Abstract: Five illitic clays were treated with various inorganic cations and heated to over 1400°C in a high-temperature X-ray diffraction furnace.
The illite lattice undergoes dehydroxylation from 475–600°C, and the resulting anhydrides begin to disappear at 850°C. The major high-temperature phases formed from untreated illites β-quartz (1000–1300°C), spinel (1000–1400°C), and mullite (1150–1400 + °C). Minor amounts of cordierite, kalsilite, feldspar, corundum, iron oxide and forsterite may also occur with various adsorbed cations at temperatures above 1000°C. β-cristobalite was never observed in any of the runs, contrasting strongly with its prominent development among the high-temperature phases of montmorillonite.

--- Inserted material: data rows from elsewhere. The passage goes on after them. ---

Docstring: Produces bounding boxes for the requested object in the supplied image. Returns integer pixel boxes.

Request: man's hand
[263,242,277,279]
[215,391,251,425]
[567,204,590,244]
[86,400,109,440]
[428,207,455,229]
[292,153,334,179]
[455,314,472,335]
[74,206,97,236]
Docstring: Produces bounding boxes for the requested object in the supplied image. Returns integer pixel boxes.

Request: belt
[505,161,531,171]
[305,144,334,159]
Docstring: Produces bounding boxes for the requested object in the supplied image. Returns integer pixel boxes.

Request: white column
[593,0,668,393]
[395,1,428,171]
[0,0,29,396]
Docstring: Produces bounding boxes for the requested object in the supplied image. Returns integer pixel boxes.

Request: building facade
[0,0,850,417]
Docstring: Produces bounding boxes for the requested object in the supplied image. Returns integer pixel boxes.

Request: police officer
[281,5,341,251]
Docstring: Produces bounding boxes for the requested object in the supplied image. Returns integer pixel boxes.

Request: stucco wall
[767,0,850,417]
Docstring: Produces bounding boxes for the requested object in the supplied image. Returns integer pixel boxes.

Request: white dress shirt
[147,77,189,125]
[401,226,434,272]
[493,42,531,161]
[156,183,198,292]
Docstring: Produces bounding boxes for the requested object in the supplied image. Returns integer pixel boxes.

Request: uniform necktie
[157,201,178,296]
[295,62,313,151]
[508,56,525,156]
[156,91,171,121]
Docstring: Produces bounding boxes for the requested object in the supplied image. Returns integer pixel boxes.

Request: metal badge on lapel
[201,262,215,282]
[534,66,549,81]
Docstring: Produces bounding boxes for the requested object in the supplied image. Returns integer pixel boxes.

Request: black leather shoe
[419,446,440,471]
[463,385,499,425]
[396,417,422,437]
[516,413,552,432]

Certain adsorbed cations act as repressors of high-temperature phase development, while others seem to have the opposite effect. The order of decreasing repressive effect—K+> Na+> Li+> Ca+2> Mg+2> Be+2> Sn+2,4—also represents the sequence of increasing electronegativity and ionic potential of these cations. It is postulated that the degree of electronegativity and ionic potential of the adsorbed cations is proportional to the rapidity and degree of mullite crystallization, because of the influence of these factors in ion transfer and reaction product removal in the critical liquid phase at tho clay mineral surface.